A team of researchers from Google Brain introduces a new way of programming automated machine learning (AutoML) based on symbolic programming. The team also introduces a new python library called PyGlove that demonstrates the new paradigm’s promising results.
At present, Neural networks are extensively being adopted in various fields. However, determining the correct neural network architecture for a particular task becomes time and resource-consuming because of the increasing complexity in their architecture. Complicated architectures also lead to difficulty in hyperparameter selection. Automated Machine Learning (AutoML) is highly encouraged for automating these selection choices. In May 2017, Google coined AutoML for its neural architecture search (NAS). The approach is widely accepted in the ML research community to automate network hyperparameter and architecture choices.
However, current ML software libraries are quite inadequate in handling the dynamic interactions among the components of AutoML. For instance, popular NAS algorithms require implementation for coupling the AutoML search space and search algorithm. But, implementing complex search flows to handle the dynamic interactions between such AutoML components is challenging.
Therefore, the researchers at Google Brain have reformulated the program logic for AutoML as an automated process to symbolically manipulate ML programs.
In AutoML, selecting architectures and hyper-parameters is formulated as a search problem. The child program is one of the crucial components of AutoML. It refers to a performant program that could be a neural network architecture or a data augmentation strategy. A search space is defined to represent all possible selections. AutoML aims to identify performant child programs out of the search space. The search algorithm then iteratively samples multiple child programs to find and evaluate the most suitable options. A numeric standard for quality ad reward is provided to the search algorithm to improve the child program sampling in the future.
The symbolic programming approach for AutoML allows manipulation of symbolic tree-based representation that encodes a machine learning program’s critical elements. The ML programs, therefore, became mutable objects and can be cloned and modified after their creation. Thus, there is no need to repeatedly create ML programs’ objects as the existing objects can be cloned and modified into new programs. Symbolic programming makes AutoML programming more flexible as the child program’s interactions, search space, and search algorithms are no longer static.
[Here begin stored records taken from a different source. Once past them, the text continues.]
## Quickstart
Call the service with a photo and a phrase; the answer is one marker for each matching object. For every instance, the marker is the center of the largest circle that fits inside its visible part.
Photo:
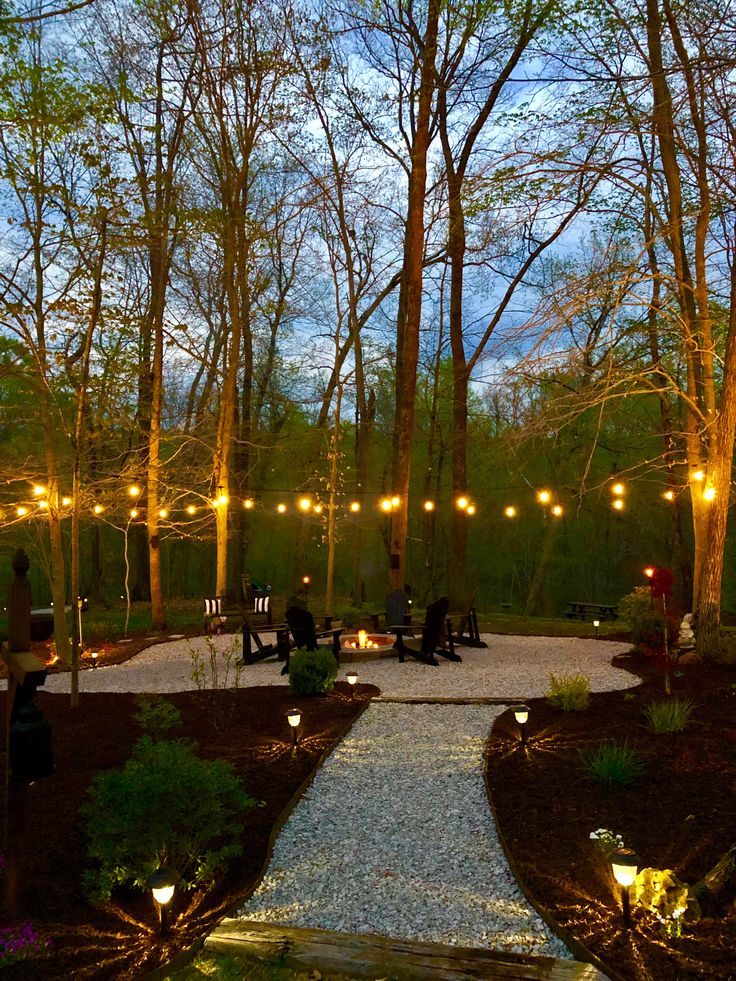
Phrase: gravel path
(511, 667)
(395, 837)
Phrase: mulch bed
(121, 939)
(679, 814)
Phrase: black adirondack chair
(300, 624)
(436, 637)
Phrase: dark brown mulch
(679, 814)
(120, 941)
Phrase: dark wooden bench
(593, 611)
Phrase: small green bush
(670, 715)
(613, 763)
(165, 807)
(569, 692)
(646, 625)
(312, 672)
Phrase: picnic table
(596, 611)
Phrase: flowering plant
(17, 943)
(606, 840)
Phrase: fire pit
(364, 645)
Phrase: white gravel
(511, 667)
(395, 836)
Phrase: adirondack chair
(468, 632)
(436, 637)
(301, 626)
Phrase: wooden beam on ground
(371, 956)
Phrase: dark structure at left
(29, 740)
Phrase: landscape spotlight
(625, 864)
(162, 884)
(521, 714)
(295, 717)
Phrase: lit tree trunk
(410, 303)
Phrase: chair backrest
(301, 625)
(434, 625)
(213, 606)
(397, 605)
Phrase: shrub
(312, 672)
(569, 692)
(165, 807)
(670, 715)
(156, 716)
(646, 625)
(613, 763)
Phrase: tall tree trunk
(410, 303)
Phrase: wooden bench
(594, 611)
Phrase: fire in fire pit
(363, 642)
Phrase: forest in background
(259, 252)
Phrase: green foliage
(312, 672)
(165, 807)
(670, 715)
(156, 716)
(612, 762)
(646, 625)
(569, 692)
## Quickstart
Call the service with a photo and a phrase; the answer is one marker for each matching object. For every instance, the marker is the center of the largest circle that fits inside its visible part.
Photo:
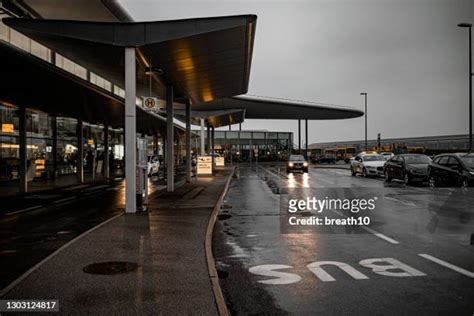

The researchers also presented a general symbolic programming library for Python dubbed PyGlove to test their new reformulation’s potential. PyGlove enables AutoML techniques to be quickly released into preexisting ML pipelines. This allows easy modification of search spaces, search algorithms, and search flows with only a few code lines.
The researchers state that the new approach can benefit multiple research areas such as medicine design and video surveillance by simplifying search-based programs. The team believes that the proposed symbolic programming combined with PyGlove will make AutoML more productive and accessible to ML practitioners.